SoundDescs dataset download and pre-processing

This is a tool to allow for easy download of audio files and text information from the https://sound-effects.bbcrewind.co.uk/search page.

Downloading audios
First download the download_links_renamed.txt or, if needed, the download_links.txt file. Save it in the folder that will be used for downloading audios. To be able to download the files the --download_folder flag must be set when running the commands below.

To only download a few audio files, use the --limit flag with non-zero values.

To download audio files in zip form for the SoundDescs dataset simply run the line below. To download multiple files at the same time use the processes flag. We recommend not using more than two processes to avoid being blocked by the website.

python sounddescs_download_audios.py --download_folder {location where to save files} --processes 2

To unzip the audio files to a new folder, run the line below. Here a larger number of processes can be used:

python sounddescs_download_audios.py --action unzipping --processes 20 --download_folder {location where to save files}

To re-sample the audio files at 16kHz and be put in the format needed to run CE, MoEE, and MMT, run the following command:

python sounddescs_wavs_transforms.py --exp resample --initial_folder {location where files were saved before} --dest_folder {location where resampled files are stored} --processes 20

Other files available that might prove useful are found in the sounddescs_data folder. The files are:

  • categories.pkl - this file contains tags for most audio files. These tags can be Nature, Clocks, Sport etc. Some files have more than one tag and some have no tags.
  • descriptions.pkl - this file contains the descriptions associated with the audio files. These are used as captions in our CE, MoEE and MMT experiments.
  • extra_info.pkl - this file contains information about the audio content such as file type (e.g. MP3) or sample rate (e.g. 44.1KHz)

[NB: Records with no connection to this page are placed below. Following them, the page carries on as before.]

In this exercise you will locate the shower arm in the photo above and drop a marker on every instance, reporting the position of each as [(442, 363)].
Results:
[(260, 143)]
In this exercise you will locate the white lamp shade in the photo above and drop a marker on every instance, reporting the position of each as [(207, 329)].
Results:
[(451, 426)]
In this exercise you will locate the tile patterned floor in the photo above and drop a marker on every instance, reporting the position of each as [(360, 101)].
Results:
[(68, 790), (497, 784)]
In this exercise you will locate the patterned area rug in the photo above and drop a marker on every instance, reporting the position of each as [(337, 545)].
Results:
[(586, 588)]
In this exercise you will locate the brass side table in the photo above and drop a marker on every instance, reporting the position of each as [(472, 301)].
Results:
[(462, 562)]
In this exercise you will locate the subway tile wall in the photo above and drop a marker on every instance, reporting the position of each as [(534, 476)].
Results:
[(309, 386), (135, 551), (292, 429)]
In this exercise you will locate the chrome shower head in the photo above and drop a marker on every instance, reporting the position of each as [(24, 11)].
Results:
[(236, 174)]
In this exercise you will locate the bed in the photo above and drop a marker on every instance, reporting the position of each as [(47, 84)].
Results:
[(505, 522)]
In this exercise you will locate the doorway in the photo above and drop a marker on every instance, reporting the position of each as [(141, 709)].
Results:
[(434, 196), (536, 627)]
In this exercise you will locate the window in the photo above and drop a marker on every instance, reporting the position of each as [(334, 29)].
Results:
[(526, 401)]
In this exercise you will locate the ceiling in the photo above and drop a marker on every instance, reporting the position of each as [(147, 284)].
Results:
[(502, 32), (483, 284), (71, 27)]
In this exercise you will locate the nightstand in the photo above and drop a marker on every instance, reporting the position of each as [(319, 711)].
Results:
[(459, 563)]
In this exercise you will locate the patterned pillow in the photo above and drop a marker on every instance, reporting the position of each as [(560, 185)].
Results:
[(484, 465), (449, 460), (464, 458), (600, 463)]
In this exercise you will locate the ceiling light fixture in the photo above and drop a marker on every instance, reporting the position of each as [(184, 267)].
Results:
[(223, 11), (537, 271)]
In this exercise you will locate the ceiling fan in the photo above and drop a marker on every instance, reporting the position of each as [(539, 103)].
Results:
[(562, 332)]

Terms and conditions for SoundDescs dataset

To download and use the SoundDescs dataset, you need to comply with the terms and conditions of the RemArc Licence.

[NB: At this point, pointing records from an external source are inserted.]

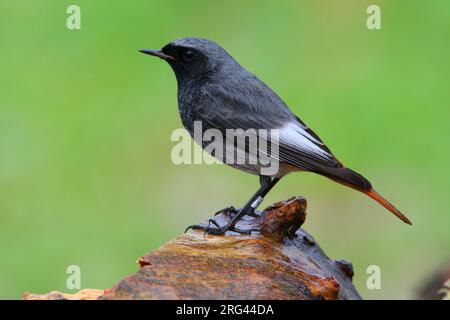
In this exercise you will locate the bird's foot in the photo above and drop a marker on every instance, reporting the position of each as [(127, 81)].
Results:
[(232, 211), (219, 230)]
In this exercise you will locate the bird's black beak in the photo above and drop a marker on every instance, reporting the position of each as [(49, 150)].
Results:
[(157, 53)]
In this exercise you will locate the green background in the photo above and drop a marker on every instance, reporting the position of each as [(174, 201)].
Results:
[(85, 121)]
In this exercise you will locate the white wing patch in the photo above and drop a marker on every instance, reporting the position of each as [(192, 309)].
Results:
[(294, 137)]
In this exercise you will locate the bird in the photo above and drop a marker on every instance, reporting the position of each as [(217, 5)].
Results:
[(216, 90)]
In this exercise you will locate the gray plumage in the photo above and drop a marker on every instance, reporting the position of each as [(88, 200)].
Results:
[(216, 90)]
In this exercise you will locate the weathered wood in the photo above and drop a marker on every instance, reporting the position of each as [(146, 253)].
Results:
[(279, 262)]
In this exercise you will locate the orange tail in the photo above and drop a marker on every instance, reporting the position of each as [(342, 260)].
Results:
[(374, 195)]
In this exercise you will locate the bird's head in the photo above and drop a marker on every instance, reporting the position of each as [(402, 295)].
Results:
[(193, 58)]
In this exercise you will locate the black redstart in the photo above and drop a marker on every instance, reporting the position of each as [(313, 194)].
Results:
[(216, 90)]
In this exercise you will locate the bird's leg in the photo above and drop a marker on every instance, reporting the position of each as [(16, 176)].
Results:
[(266, 185), (231, 210)]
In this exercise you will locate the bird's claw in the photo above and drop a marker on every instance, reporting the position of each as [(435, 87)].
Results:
[(218, 230), (231, 211)]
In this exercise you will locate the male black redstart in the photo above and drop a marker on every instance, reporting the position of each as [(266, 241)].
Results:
[(215, 89)]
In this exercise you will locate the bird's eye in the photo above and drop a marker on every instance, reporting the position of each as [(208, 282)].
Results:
[(189, 55)]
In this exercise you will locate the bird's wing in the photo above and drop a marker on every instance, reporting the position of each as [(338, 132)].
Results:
[(261, 108)]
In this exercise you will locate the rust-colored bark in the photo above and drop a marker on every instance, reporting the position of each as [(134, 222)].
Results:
[(280, 262)]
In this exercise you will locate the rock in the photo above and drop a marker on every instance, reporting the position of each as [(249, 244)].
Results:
[(279, 262)]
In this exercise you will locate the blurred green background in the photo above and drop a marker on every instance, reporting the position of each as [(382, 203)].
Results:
[(85, 123)]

This is from the official website that hosts the data:

By continuing, you agree to comply with the terms of the RemArc Licence for this and any future downloads.

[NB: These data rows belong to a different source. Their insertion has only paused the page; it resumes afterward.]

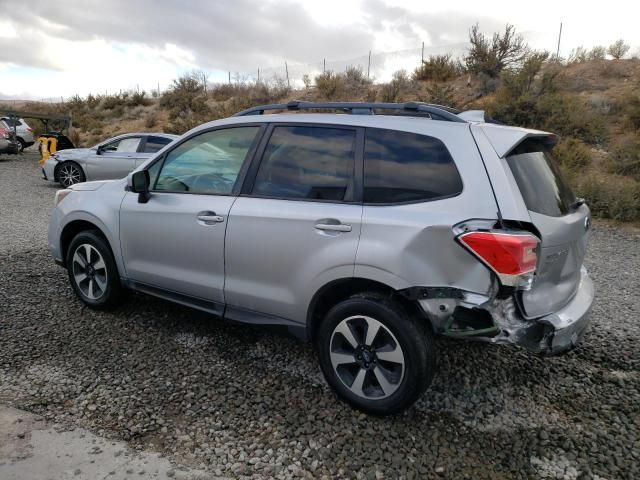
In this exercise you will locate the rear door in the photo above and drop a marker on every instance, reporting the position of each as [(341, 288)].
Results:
[(563, 223), (297, 224)]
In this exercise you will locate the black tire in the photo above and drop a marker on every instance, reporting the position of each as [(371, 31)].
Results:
[(106, 291), (411, 334), (69, 173)]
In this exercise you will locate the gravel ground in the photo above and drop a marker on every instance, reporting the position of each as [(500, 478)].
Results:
[(239, 401)]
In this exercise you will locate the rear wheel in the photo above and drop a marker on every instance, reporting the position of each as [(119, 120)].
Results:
[(92, 271), (374, 354), (70, 173)]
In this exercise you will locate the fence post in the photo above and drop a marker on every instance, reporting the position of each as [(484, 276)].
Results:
[(286, 69)]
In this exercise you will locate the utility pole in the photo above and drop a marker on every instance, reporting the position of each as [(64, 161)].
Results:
[(286, 69), (559, 37)]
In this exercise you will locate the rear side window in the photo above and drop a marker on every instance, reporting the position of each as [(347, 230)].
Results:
[(155, 144), (539, 179), (407, 167), (302, 162)]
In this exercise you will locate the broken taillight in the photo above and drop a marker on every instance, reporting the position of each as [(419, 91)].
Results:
[(512, 256)]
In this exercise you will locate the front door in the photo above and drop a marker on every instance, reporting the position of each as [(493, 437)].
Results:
[(175, 241)]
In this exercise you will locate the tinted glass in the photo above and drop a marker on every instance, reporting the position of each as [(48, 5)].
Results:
[(307, 163), (539, 179), (207, 163), (155, 144), (405, 167)]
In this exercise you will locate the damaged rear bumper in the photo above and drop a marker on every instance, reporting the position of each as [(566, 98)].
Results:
[(562, 330)]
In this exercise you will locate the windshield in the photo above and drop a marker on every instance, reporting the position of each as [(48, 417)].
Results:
[(541, 183)]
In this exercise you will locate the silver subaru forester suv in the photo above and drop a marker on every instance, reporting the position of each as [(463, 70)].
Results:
[(366, 232)]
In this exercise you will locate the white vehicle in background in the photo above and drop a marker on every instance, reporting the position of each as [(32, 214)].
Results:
[(24, 133), (112, 159)]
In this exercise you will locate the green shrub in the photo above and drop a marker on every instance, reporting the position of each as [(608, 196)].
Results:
[(624, 158), (330, 85), (612, 197), (566, 115), (572, 154), (151, 119), (632, 111), (399, 89), (356, 80), (437, 68), (139, 98), (490, 56), (441, 94)]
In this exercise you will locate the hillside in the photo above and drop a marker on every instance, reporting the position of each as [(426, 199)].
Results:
[(594, 105)]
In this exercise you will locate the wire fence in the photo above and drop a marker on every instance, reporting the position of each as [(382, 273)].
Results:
[(378, 66)]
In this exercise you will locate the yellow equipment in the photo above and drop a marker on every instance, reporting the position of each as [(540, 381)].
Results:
[(48, 146)]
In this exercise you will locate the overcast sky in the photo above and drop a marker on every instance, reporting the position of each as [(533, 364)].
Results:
[(63, 47)]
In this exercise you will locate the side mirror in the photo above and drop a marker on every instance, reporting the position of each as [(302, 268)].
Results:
[(139, 182)]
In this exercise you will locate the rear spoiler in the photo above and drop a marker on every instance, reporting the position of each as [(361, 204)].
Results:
[(504, 139)]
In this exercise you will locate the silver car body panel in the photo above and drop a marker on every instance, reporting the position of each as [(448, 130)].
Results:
[(23, 131), (276, 257), (165, 245), (266, 260)]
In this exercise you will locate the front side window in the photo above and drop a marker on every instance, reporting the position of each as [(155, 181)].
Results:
[(125, 145), (303, 162), (208, 163), (155, 144), (407, 167)]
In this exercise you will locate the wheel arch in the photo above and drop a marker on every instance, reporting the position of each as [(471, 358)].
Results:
[(75, 227), (340, 289)]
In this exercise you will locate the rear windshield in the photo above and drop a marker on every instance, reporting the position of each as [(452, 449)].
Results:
[(540, 181)]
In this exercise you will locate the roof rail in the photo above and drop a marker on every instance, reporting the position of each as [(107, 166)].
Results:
[(436, 112)]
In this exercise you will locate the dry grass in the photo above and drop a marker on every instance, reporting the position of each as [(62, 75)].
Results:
[(594, 105)]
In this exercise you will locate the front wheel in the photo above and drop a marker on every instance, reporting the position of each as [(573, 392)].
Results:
[(70, 173), (92, 271), (374, 354)]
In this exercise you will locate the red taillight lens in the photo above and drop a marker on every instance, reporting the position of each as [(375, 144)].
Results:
[(505, 253)]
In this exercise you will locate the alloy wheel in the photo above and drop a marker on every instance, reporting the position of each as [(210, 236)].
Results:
[(367, 357), (89, 271)]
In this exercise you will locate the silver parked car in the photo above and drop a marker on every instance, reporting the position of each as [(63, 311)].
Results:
[(366, 234), (112, 159), (24, 133)]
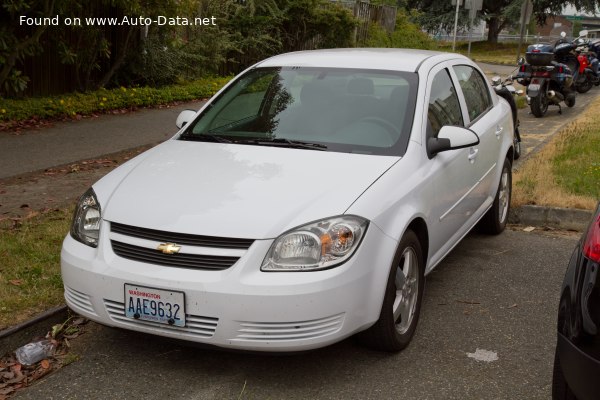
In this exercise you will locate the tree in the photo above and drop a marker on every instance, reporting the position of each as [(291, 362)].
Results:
[(18, 42)]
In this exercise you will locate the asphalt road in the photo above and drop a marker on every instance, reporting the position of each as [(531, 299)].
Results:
[(497, 294)]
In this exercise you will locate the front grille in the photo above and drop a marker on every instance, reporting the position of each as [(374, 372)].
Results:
[(284, 331), (195, 325), (181, 260), (181, 238)]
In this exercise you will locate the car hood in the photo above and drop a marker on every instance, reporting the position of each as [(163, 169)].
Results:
[(231, 190)]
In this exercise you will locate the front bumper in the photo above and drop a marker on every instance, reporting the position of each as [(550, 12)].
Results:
[(580, 370), (240, 307)]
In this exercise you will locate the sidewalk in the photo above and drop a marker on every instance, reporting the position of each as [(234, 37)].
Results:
[(50, 168), (67, 142)]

Commercial use of this content is not allowed under the RemArc license.

For commercial use, buy the sound effect from Pro Sound Effects which can be found in the More Detail section for each sound effect.

Evaluating pretrained CE, MoEE, and MMT models on multiple seeds and reproducing results

To reproduce results for the CE, MoEE, and MMT models in the tables below, multiple models trained with different seeds need to be downloaded and evaluated on the test sets.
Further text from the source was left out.